La legge di conversione, al fine di incentivare la ripresa industriale, interviene altresì con la modifica dell’art. 57, comma 9, D.L. n. 5/2012, convertito con legge n. 35/2012, ed estende il proprio ambito di applicazione sia a tutti i siti in bonifica, anche non rientranti nei SIN, che ai casi di “chiusura di impianti di raffinazione e loro trasformazione in depositi”.
La portata innovativa della legge in commento prosegue con l’intento di risolvere i dubbi in tema di qualificazione e impiego del residuo del processo di digestione anaerobica di biomasse per la produzione di energia c.d. digestato il quale, poiché residuo di un processo produttivo, può essere qualificato come “rifiuto” – laddove il produttore intenda disfarsene – ovvero “sottoprodotto” ove rispetti i requisiti di cui all’art. 184-bis del D.Lgs. n. 152/2006.

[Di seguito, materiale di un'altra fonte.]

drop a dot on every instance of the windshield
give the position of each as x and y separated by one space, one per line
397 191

Ed invero, in forza dell’art. 52, comma 2 bis, della legge in commento il digestato è stato qualificato come sottoprodotto ove ricorrano le seguenti condizioni:
- la digestione anaerobica, eventualmente associata ad altri trattamenti di tipo fisico-meccanico, deve essere effettuata “in impianti aziendali o interaziendali”;
- deve riguardare “effluenti di allevamento o residui di origine vegetale o residui della trasformazione o delle valorizzazioni delle produzioni vegetali effettuate dall’agroindustria “;
- le sostanze di cui sopra devono essere conferite all’impianto quali sottoprodotti”anche se miscelati tra loro”;
- il digestato deve essere utilizzato per “fini agronomici”.
Ciò nonostante, è bene rilevare che le suddette quattro condizioni hanno carattere generale e vanno verificate caso per caso tanto che, per ridurre i margini di incertezza, è stata re prevista la possibilità di adottare con decreti ministeriali “misure per stabilire criteri qualitativi o quantitativi da soddisfare affinché specifiche tipologie di sostanze od oggetti siano considerati sottoprodotti e non rifiuti “. Inoltre, la legge in commento tralascia per il digestato l’intervento su particolari condizioni di cui al comma 1 dell’art. 184 bis poiché l’art. 52 nulla dispone in merito ai trattamenti che non debbono essere diversi dalla normale pratica industriale ed in ordine all’assenza di impatti negativi per l’ambiente.